Extended Data Fig. 9: Statistical power for ACAT-V, fastGWA-BB, and REGENIE-Burden under different simulation scenarios.
From: A generalized linear mixed model association tool for biobank-scale data

Three gene-based test methods are compared in this analysis, that is, ACAT-V (implemented in GCTA), fastGWA-BB, and REGENIE-Burden. The y-axis represents the power, defined as the proportion of the 100 simulated causal genes on chromosome 1 with P values less than the significance threshold after Bonferroni correction (that is, 0.05/1224=4.1×10−5, where 1,224 is the number of genes used in the simulation), and “Prev” on the x-axis represents different levels of simulated prevalence of the binary trait. The prevalence is defined as \(n_{case}/(n_{case} + n_{control})\)).

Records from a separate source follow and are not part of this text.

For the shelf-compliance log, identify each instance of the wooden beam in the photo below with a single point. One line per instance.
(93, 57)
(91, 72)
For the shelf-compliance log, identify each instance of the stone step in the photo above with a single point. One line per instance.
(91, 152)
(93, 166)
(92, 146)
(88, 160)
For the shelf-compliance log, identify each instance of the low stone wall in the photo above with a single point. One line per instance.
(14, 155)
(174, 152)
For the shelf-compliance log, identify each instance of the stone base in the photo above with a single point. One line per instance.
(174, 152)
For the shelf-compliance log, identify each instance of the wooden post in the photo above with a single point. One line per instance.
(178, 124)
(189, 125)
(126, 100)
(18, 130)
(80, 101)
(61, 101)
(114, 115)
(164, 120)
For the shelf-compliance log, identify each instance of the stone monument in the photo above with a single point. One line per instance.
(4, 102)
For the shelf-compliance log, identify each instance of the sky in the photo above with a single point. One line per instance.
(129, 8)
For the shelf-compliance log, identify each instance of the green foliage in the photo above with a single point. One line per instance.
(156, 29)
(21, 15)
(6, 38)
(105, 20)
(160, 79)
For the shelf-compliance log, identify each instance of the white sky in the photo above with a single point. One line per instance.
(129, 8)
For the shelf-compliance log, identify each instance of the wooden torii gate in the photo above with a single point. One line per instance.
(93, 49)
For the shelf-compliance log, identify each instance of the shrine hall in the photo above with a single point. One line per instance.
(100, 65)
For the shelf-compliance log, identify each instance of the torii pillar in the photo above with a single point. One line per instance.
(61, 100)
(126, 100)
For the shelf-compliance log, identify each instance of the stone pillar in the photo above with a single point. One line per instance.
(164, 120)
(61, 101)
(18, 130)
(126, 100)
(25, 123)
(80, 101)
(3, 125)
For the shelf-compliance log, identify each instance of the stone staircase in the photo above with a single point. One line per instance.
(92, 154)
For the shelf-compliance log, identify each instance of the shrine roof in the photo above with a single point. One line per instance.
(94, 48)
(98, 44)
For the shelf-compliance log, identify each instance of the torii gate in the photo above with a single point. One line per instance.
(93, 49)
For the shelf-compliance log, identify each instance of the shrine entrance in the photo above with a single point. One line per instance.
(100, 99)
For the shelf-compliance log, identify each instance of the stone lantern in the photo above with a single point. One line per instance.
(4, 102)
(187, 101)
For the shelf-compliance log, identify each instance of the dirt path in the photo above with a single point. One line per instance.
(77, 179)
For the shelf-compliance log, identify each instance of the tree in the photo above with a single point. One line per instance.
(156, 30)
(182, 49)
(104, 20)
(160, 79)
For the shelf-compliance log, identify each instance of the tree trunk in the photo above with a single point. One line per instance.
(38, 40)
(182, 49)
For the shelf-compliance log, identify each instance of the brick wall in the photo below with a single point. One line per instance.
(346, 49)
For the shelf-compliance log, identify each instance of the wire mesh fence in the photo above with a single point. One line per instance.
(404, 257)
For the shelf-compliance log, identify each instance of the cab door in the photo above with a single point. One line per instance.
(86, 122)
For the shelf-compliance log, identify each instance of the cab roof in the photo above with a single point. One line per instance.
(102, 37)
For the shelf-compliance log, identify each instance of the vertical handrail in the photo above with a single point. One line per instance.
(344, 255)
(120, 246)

We varied the proportion of variants being causal in a gene (5%, 20%, or 50%) and the directions of variant effects (random or consistent), as labelled in the title of each panel. Each boxplot represents the distribution of power across 100 simulation replicates. The line inside each box indicates the median value, notches indicate the 95% confidence interval, central box indicates the interquartile range (IQR), whiskers indicate data up to 1.5 times the IQR, and outliers are shown as separate dot. In all the analyses, we used a one-sided \(\chi _{\mathrm{d.f.} = 1}^2\) statistic to test against the null hypothesis of no association.